We don’t know why Edens Investment Trust, new owners of the Casa Linda Shopping Center, canceled the beloved annual tree lighting ceremony that generations of East Dallas families looked forward to each holiday season. Edens has not returned our calls inquiring why the event was canceled.
But one center tenant believes it might have something to do with the event’s $47,000 price tag. He thinks the new corporate owner didn’t intend to be the Grinch who stole Christmas, but was rather naively trying to save local businesses money.
“It’s not that they’re ‘cheap,’ they’re trying to cut our expenses,” says the tenant, who wishes to remain anonymous. “They’re a big company now and they’re just looking at spreadsheets. They’re not aware of the local scene.”
The tenant explained that, as part of their management contract, lease-holders agree to help fund seasonal displays. They are billed based on the physical size of their business, meaning a shop whose square footage represents 15 percent of the 323,000-square-foot center, is charged 15 percent of the total bill for holiday decor.

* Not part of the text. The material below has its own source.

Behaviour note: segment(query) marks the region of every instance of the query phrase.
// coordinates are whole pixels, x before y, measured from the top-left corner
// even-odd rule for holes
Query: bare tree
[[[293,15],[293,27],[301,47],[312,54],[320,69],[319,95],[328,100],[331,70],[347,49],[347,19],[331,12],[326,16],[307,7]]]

When it comes to the tree lighting, those costs can get expensive. The tenant provided an invoice from Four Seasons Decorations showing that the center spent $47,173.18 for the 24-foot artificial tree to be assembled and decorated in 2008.
He said that the former management company already owned the artificial Christmas tree, which is kept in storage at the center, so the invoice represented money spent on decorations and set-up for the holiday event.

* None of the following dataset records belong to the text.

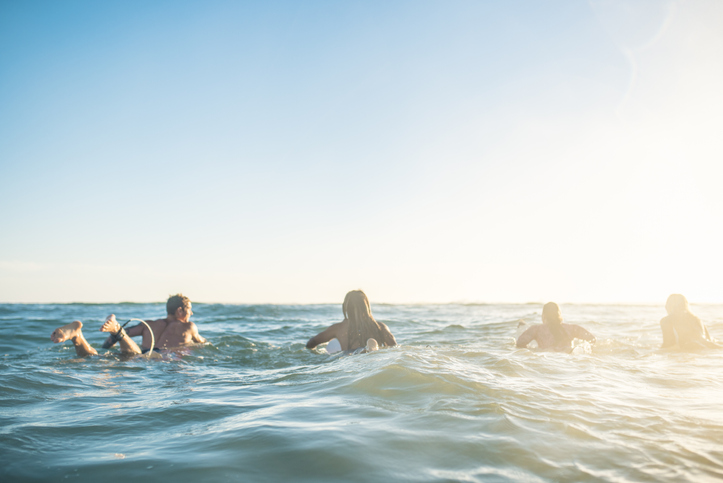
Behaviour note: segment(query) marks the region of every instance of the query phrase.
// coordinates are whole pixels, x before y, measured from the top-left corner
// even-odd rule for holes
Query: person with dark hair
[[[307,349],[313,349],[319,344],[333,341],[333,339],[338,341],[339,349],[342,351],[355,351],[360,348],[373,351],[380,346],[397,345],[389,327],[374,319],[369,299],[361,290],[352,290],[346,294],[342,312],[344,320],[309,339],[306,343]],[[329,346],[331,345],[330,342]]]
[[[533,325],[517,338],[517,347],[527,347],[533,340],[540,350],[571,352],[573,339],[595,342],[595,336],[579,325],[563,324],[560,307],[548,302],[542,307],[542,324]]]
[[[168,315],[165,319],[147,320],[128,330],[120,326],[114,314],[110,314],[100,328],[101,332],[111,333],[103,344],[103,348],[109,349],[116,342],[120,342],[121,352],[124,354],[145,354],[150,350],[160,352],[194,342],[206,342],[206,339],[198,333],[196,324],[190,321],[193,310],[191,310],[191,300],[188,297],[181,294],[169,297],[166,302],[166,312]],[[76,354],[81,357],[98,354],[83,337],[82,327],[83,324],[76,320],[55,329],[50,339],[56,344],[66,340],[72,341]],[[151,335],[149,327],[153,330],[153,335]],[[131,339],[131,337],[139,335],[143,336],[142,349]],[[153,348],[151,348],[151,341],[155,341]]]
[[[698,316],[690,311],[688,299],[674,293],[665,302],[666,317],[660,321],[663,331],[661,349],[675,347],[680,349],[720,349],[708,333],[708,329]]]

Those holiday invoices come in addition to other general management fees that tenants are charged throughout the year.
“Some [tenants] weren’t happy with all the fees,” our source tells us, explaining that the fee structure changed when Edens acquired the center’s former owner, AMREIT, earlier this year.

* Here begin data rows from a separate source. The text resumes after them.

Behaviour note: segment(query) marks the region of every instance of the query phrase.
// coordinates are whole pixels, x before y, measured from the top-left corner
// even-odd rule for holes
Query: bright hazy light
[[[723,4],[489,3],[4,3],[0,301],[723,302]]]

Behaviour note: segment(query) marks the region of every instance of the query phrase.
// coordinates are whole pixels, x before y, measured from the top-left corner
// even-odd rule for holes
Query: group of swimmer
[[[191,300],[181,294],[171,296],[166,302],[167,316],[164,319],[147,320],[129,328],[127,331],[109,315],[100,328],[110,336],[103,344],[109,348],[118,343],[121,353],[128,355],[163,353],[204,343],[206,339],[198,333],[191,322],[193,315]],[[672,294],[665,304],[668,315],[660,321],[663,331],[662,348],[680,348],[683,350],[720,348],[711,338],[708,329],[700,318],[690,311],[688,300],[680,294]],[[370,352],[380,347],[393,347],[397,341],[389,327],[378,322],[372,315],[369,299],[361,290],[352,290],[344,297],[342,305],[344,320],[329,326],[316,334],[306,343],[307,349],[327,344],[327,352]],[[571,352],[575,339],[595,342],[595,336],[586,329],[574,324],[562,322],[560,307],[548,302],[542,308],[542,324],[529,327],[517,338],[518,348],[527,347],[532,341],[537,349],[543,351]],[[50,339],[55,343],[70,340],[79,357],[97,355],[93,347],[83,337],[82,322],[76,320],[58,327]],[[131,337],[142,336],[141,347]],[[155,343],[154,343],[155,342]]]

Our source thinks this year’s tree lighting may have been scrapped in response tenants’ grumblings about those fees, but added Edens should have asked the businesses first.
“No one asked if we were willing to share the cost of the tree lighting, before they made this decision,” our source says. “We didn’t get a chance to say, ‘This is important to us.’”
He thinks, given the chance, many of his fellow tenants would support the tree lighting, especially if costs could be better controlled. He’s hopeful the beloved tree lighting would return next year, perhaps with some additional help from the community.
“This doesn’t have to be a $47,000 tree lighting,” he says. “We cold get neighborhood groups and volunteers involved to keep it going.”